Software "architecture" is just software design removed from software development, often performed by other people than those who develop the software, and pretty much a terrible idea. Agree? Disagree? Why?
@bitbear Yes, someone within the team needs to have the overview - the more the better. I agree with this. Sounds like you agree with me: architecture is a development consideration - a role, not a position.
@christian I agree it’s more of a role than a position.
“Software Architect” can also work as a position as long as they are aware of the correlation between distance from code and unrealistic architectures, and continually combat architectural issues rooted in what over time develops into code illiteracy.
Combatting these issues doesn’t necessarily mean the architect needs to write code themselves, but it’s the best solution, imho.
Other strategies are to listen to the team, take advice from developers with architectural traits, remain humble to other developer’s opinions and experiences, and incorporate that feedback into the architecture iteratively.

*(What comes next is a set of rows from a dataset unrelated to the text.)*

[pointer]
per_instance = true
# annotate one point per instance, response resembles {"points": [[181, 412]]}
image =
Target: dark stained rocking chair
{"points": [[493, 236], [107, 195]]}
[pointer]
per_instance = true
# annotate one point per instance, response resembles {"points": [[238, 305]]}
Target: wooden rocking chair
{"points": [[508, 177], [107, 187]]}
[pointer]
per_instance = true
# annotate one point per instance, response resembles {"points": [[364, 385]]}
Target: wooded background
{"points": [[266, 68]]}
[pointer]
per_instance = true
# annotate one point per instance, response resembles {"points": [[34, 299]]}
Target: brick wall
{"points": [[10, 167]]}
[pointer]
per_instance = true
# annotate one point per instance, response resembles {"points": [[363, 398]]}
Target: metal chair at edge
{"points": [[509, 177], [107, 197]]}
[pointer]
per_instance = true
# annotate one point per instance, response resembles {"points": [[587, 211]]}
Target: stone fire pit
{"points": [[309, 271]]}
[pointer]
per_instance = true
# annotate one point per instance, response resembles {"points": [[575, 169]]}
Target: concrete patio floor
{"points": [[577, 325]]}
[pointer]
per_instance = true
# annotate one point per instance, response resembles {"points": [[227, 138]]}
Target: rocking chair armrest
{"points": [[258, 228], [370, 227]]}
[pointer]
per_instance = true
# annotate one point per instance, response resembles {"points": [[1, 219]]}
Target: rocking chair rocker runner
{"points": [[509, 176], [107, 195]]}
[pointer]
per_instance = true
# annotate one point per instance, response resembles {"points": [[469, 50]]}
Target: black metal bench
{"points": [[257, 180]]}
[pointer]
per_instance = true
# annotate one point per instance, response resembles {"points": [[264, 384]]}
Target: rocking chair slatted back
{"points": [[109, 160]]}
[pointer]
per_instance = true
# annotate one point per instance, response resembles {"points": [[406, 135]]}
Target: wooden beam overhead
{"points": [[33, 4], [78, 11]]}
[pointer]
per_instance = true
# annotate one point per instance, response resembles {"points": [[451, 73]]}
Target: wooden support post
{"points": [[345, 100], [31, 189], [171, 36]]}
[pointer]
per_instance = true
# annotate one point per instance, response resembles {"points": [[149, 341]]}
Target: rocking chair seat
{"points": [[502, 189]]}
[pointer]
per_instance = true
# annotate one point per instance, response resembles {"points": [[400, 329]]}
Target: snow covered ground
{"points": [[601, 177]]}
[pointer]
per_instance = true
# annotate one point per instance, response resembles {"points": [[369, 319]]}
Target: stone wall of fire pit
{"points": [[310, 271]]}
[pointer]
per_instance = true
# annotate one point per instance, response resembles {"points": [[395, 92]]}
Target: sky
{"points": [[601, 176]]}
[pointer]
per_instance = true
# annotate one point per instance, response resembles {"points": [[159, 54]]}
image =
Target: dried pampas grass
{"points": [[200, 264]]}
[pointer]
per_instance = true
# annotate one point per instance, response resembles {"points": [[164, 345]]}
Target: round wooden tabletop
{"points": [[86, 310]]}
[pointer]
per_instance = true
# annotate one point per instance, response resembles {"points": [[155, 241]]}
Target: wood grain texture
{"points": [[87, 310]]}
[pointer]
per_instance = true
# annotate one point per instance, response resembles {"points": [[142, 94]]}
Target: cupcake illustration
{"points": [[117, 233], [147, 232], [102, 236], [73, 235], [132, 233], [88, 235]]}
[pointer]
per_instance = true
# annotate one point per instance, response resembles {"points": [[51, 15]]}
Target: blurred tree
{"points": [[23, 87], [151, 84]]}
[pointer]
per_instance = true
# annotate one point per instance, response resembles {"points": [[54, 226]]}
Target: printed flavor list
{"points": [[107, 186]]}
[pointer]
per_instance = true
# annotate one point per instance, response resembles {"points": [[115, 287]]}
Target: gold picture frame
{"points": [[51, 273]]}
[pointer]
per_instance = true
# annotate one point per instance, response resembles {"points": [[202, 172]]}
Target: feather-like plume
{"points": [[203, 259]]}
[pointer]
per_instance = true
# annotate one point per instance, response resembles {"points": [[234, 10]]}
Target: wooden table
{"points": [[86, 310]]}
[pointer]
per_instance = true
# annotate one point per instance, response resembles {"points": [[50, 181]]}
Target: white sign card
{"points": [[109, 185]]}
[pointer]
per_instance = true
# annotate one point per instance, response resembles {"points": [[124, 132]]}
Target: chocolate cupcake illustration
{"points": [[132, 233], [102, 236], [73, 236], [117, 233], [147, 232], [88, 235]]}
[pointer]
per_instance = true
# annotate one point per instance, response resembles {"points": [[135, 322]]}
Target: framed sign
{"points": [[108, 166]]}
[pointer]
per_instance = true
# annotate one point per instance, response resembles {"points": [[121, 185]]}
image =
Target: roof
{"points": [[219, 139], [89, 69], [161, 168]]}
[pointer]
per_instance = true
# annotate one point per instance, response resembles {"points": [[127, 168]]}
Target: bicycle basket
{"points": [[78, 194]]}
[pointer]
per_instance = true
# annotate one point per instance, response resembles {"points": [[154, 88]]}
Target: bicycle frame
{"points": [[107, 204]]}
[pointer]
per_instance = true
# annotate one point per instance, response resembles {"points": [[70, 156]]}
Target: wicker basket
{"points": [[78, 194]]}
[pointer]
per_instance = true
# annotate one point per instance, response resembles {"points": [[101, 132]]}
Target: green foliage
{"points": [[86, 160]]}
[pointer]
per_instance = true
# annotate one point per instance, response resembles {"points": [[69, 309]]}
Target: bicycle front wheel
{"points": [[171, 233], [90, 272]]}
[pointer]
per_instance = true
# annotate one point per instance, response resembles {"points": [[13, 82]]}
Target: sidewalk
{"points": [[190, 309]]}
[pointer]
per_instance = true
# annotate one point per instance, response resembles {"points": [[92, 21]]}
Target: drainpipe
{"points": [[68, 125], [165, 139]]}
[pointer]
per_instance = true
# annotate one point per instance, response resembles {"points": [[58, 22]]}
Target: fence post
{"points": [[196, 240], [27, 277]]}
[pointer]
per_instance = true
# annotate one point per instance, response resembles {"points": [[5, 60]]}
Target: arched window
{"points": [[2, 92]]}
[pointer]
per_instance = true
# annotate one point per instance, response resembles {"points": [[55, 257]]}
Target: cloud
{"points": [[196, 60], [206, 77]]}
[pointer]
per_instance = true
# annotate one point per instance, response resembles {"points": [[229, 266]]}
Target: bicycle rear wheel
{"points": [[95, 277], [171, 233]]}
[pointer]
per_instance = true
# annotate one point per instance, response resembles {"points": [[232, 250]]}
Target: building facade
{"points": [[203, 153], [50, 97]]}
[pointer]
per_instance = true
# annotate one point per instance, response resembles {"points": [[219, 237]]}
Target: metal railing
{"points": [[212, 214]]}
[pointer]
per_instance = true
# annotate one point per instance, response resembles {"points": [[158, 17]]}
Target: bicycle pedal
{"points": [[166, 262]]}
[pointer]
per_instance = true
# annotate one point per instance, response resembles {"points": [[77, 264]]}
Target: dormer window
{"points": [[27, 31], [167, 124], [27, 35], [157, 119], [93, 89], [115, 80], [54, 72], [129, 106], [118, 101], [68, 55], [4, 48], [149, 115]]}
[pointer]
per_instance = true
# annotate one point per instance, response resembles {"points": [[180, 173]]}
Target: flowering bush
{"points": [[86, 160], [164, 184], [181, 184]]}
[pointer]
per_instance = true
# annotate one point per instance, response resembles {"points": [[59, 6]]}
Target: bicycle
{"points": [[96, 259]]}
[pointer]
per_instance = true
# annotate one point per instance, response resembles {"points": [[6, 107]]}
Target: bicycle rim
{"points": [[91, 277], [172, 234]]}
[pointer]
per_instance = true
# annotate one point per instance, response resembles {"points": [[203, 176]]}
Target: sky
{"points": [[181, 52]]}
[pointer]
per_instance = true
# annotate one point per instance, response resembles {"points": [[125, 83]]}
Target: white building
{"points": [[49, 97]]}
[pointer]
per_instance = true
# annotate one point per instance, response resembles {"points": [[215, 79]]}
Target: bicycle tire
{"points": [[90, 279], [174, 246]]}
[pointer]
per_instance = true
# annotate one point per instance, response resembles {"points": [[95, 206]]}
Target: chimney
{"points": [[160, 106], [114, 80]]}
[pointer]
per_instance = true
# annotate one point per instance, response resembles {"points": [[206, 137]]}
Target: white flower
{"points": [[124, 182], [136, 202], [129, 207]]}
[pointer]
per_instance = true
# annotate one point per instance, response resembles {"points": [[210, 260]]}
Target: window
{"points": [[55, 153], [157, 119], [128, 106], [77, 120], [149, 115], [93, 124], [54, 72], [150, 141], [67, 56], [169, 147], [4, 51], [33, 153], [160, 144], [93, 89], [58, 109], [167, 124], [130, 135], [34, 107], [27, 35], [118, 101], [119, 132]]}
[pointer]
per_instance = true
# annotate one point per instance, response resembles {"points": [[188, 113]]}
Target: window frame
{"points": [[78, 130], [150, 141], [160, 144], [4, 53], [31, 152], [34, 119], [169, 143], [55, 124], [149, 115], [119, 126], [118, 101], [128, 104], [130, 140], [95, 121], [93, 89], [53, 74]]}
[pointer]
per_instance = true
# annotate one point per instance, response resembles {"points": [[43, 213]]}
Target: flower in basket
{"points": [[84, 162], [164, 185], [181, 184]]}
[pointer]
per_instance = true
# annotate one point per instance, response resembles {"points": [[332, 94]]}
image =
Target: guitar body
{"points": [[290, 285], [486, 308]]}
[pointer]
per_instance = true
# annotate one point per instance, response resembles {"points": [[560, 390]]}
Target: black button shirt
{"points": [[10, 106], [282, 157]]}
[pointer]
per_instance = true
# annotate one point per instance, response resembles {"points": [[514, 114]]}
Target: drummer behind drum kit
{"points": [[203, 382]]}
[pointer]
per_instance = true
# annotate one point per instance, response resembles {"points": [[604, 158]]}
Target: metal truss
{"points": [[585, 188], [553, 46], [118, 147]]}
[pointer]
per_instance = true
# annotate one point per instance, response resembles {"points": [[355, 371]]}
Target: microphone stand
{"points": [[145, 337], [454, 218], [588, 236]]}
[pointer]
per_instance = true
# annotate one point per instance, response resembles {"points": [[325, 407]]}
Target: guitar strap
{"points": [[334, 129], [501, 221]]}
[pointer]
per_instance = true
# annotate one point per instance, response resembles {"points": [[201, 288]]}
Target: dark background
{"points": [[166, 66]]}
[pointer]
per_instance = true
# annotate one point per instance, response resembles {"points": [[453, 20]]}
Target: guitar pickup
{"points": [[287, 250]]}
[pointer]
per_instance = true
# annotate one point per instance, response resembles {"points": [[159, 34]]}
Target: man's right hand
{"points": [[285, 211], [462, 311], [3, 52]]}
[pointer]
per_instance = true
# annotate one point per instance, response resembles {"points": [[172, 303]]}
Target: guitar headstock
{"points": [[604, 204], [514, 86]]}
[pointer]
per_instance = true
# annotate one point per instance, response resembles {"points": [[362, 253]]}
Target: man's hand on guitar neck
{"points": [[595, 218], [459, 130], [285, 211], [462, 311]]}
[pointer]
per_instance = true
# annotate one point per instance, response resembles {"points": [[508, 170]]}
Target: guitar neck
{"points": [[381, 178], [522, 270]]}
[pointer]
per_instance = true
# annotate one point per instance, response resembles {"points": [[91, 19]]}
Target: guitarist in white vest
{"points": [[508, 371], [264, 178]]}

@christian it's possible to be a valuable architect without being proficient in all the languages involved. for example, an architect can be comfortable with Terraform and OpenAPI exclusively, and still design good systems that meet developer and business requirements, so long as they accept input from stakeholders.
The ivory tower archetype comes from those who produce output without accepting input, and it's far from exclusive to architects. I've seen managers, product owners and others all fall into that trap.

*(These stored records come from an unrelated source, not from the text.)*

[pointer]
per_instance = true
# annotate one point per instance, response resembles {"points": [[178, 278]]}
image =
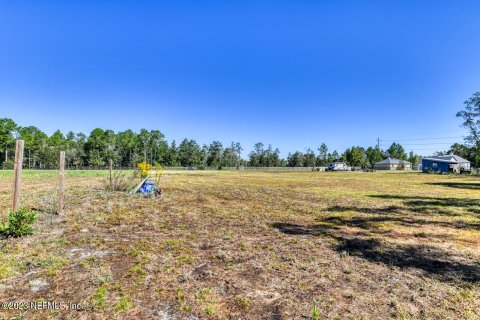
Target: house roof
{"points": [[452, 157], [436, 159], [393, 161]]}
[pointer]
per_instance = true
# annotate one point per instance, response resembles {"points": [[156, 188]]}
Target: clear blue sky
{"points": [[290, 73]]}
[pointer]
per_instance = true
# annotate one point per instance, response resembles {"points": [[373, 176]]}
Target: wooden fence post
{"points": [[110, 172], [61, 189], [17, 175]]}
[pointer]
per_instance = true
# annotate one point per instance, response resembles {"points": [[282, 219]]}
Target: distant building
{"points": [[393, 164], [444, 164], [338, 166]]}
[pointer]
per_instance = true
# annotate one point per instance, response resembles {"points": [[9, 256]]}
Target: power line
{"points": [[420, 139], [427, 144]]}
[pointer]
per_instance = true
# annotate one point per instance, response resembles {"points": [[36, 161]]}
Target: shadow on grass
{"points": [[458, 185], [391, 214], [445, 266], [434, 205]]}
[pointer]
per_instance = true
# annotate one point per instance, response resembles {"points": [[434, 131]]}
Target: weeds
{"points": [[19, 223]]}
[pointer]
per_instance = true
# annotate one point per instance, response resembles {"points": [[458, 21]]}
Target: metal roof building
{"points": [[393, 164]]}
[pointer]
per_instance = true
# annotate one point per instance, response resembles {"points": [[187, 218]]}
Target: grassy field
{"points": [[250, 245]]}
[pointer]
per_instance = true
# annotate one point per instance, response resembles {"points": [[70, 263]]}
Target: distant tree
{"points": [[190, 153], [34, 141], [127, 144], [295, 159], [256, 156], [413, 158], [310, 160], [334, 156], [471, 121], [466, 152], [471, 118], [323, 156], [355, 156], [8, 129], [144, 137], [397, 151], [95, 147], [374, 155], [172, 157], [215, 153]]}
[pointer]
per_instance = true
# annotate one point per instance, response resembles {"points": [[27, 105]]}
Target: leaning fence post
{"points": [[17, 175], [110, 165], [61, 189]]}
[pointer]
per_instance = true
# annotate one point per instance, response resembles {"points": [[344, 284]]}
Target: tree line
{"points": [[127, 148]]}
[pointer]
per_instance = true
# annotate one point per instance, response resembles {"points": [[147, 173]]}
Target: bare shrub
{"points": [[121, 181]]}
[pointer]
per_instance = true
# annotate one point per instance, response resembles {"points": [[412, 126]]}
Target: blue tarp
{"points": [[148, 187]]}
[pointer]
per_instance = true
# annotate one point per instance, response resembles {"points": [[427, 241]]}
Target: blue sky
{"points": [[290, 73]]}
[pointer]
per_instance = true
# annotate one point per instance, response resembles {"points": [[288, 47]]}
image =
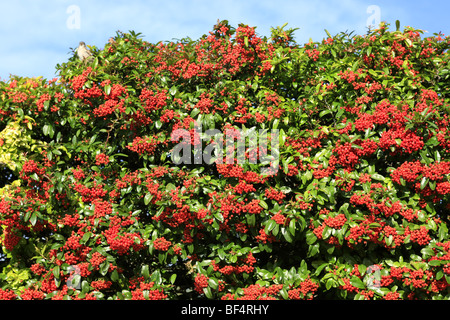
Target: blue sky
{"points": [[37, 34]]}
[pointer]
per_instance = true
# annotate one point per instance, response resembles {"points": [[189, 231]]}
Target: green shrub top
{"points": [[96, 204]]}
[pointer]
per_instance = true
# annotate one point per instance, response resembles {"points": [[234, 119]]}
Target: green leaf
{"points": [[114, 275], [85, 237], [357, 282], [145, 271], [148, 197], [104, 267]]}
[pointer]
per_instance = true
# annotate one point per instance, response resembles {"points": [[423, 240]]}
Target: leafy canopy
{"points": [[95, 207]]}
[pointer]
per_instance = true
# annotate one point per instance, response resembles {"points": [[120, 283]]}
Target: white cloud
{"points": [[35, 35]]}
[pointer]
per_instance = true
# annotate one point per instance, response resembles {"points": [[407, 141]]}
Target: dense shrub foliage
{"points": [[93, 205]]}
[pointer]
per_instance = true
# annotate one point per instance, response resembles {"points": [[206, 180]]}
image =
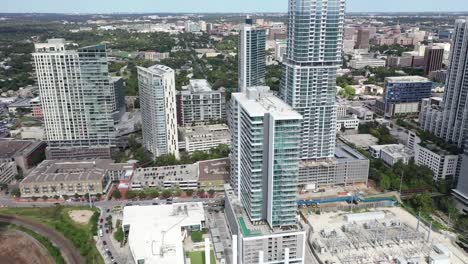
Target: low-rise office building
{"points": [[347, 122], [19, 154], [213, 174], [156, 232], [363, 113], [207, 174], [62, 177], [203, 138], [443, 163], [392, 153], [346, 168], [198, 103], [403, 95], [184, 177]]}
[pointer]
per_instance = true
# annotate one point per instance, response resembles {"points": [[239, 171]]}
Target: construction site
{"points": [[384, 235]]}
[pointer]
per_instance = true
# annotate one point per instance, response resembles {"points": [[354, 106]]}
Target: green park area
{"points": [[198, 257], [58, 218]]}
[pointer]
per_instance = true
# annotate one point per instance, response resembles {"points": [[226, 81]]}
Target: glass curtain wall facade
{"points": [[313, 57], [252, 56], [265, 157], [76, 96]]}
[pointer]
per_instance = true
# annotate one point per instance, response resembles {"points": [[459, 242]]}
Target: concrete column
{"points": [[234, 249], [207, 251], [286, 256]]}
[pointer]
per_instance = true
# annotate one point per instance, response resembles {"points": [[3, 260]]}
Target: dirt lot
{"points": [[20, 248], [81, 216]]}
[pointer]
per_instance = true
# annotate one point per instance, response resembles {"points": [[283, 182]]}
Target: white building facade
{"points": [[158, 107]]}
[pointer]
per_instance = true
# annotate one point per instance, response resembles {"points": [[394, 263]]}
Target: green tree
{"points": [[116, 194], [166, 193]]}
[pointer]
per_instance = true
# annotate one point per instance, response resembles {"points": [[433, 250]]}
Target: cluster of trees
{"points": [[347, 92], [221, 151], [392, 50], [273, 76], [379, 131], [151, 193], [408, 176]]}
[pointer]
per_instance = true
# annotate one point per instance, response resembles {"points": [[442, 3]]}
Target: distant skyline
{"points": [[241, 6]]}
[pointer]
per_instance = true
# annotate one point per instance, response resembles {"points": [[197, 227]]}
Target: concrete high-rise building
{"points": [[77, 100], [261, 206], [433, 59], [454, 126], [158, 108], [315, 33], [455, 113], [363, 39], [198, 103], [265, 155], [252, 57]]}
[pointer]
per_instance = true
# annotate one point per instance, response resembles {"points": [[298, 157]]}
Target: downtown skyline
{"points": [[212, 6]]}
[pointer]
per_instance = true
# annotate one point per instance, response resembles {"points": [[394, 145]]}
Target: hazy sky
{"points": [[109, 6]]}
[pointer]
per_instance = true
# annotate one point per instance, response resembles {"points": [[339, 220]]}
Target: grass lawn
{"points": [[198, 257], [57, 218]]}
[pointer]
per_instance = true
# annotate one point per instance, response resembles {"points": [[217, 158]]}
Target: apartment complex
{"points": [[63, 177], [309, 71], [348, 167], [265, 155], [77, 99], [158, 108], [203, 138], [198, 103], [403, 95], [252, 57]]}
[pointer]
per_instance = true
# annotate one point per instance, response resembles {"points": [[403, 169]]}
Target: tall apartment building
{"points": [[158, 109], [363, 39], [252, 57], [455, 122], [77, 99], [403, 95], [261, 207], [198, 103], [433, 59], [265, 155], [315, 32]]}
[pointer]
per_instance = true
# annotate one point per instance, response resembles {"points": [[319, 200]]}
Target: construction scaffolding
{"points": [[376, 241]]}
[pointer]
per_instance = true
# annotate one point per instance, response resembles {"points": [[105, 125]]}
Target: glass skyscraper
{"points": [[158, 109], [76, 96], [313, 57], [265, 156], [252, 57]]}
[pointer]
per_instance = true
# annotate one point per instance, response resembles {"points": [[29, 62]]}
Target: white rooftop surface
{"points": [[411, 249], [405, 79], [149, 223], [258, 101]]}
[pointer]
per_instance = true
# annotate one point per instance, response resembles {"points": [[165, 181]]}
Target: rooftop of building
{"points": [[380, 235], [22, 103], [258, 101], [157, 69], [398, 150], [202, 132], [214, 170], [407, 79], [13, 148], [156, 231], [187, 172], [198, 86], [248, 228], [363, 141], [65, 170]]}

@craignicol I strongly disagree that someone who only knows Terraform and OpenAPI can make meaningful decisions about software architecture.
@christian I would say it depends what they are designing. OpenAPI can describe domain models as well as any other language, and can describe security, relationships. And Terraform is the world of scalability and resilience, which many developers need assistance in. Between them, an architect can describe the data structure, the data and user flows, and discuss the functional and non-functional requirements.

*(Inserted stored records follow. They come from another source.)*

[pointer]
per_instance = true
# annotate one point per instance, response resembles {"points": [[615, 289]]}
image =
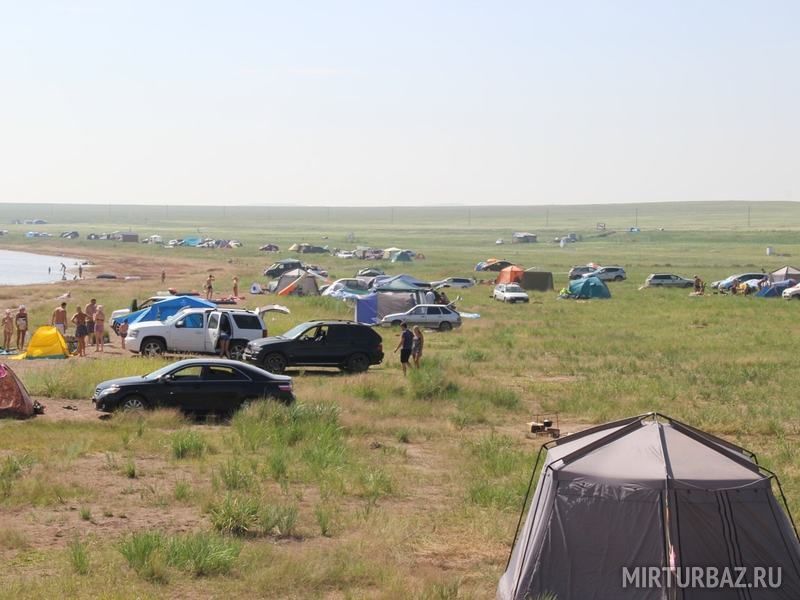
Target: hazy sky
{"points": [[411, 102]]}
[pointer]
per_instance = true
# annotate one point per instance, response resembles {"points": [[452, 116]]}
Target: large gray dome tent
{"points": [[648, 491]]}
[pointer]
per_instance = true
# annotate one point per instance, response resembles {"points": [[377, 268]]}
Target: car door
{"points": [[306, 347], [183, 388], [225, 388], [188, 333], [212, 331]]}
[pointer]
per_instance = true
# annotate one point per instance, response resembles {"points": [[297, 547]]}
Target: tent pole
{"points": [[524, 503]]}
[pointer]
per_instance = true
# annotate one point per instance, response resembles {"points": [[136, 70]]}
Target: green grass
{"points": [[376, 485]]}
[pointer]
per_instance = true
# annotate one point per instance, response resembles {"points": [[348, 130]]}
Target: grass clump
{"points": [[188, 444], [144, 552], [236, 515], [203, 554], [78, 556]]}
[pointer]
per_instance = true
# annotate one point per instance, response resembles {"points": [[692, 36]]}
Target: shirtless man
{"points": [[59, 318]]}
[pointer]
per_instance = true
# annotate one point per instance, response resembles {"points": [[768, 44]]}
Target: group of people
{"points": [[89, 323], [15, 321], [410, 346]]}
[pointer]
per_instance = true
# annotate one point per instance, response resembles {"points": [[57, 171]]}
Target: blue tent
{"points": [[166, 308], [589, 287], [776, 289]]}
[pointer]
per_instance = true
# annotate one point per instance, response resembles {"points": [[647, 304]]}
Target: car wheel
{"points": [[358, 363], [134, 402], [275, 363], [236, 351], [153, 347]]}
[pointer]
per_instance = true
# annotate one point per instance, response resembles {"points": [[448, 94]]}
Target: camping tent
{"points": [[14, 398], [648, 491], [510, 274], [776, 289], [46, 342], [159, 311], [373, 307], [588, 287], [297, 282], [784, 273], [541, 281]]}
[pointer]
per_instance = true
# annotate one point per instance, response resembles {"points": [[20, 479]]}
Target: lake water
{"points": [[25, 268]]}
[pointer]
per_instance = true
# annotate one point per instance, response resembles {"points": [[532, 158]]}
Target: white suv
{"points": [[196, 330], [607, 274]]}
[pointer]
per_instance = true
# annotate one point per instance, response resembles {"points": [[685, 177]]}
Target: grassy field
{"points": [[376, 485]]}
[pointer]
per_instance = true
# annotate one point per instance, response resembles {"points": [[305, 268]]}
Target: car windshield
{"points": [[295, 331], [159, 372]]}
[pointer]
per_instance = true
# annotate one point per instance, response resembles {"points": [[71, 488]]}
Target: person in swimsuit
{"points": [[416, 346], [99, 328], [79, 319], [8, 329], [21, 321]]}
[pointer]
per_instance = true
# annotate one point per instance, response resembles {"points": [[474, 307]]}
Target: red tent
{"points": [[512, 274], [14, 398]]}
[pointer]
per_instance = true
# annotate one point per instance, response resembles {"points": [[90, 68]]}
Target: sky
{"points": [[369, 103]]}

I wouldn't expect them to estimate the work, or write all the acceptance criteria, but they should be able to speak a common language that would guide the front-end, the database, the integration, and the analyst developers, and aid them to map their work to the requests from all the stakeholders.
@christian I disagree.
Some software architects may operate like this, but their architectures are as removed from reality as building architectures drawn by architects who have no hands-on experience with materials like steel, rock, glass and concrete. Both kinds of ivory tower architects will produce architectures that are impossible to build in real life.
Most software architects I know does not necessarily consider themselves to be software architects.
But assembling large heterogeneous systems consisting of various materials, applying different patterns of communication to different parts of the system and ensuring that both individual parts and the whole make sense, is most definitely software architecture and is an essential skill and interest to have in order to produce usable and maintainable systems.
Not all developers have or needs to have this skill, though. But someone within a team do, or else they’ll produce unmaintainable big balls of mud.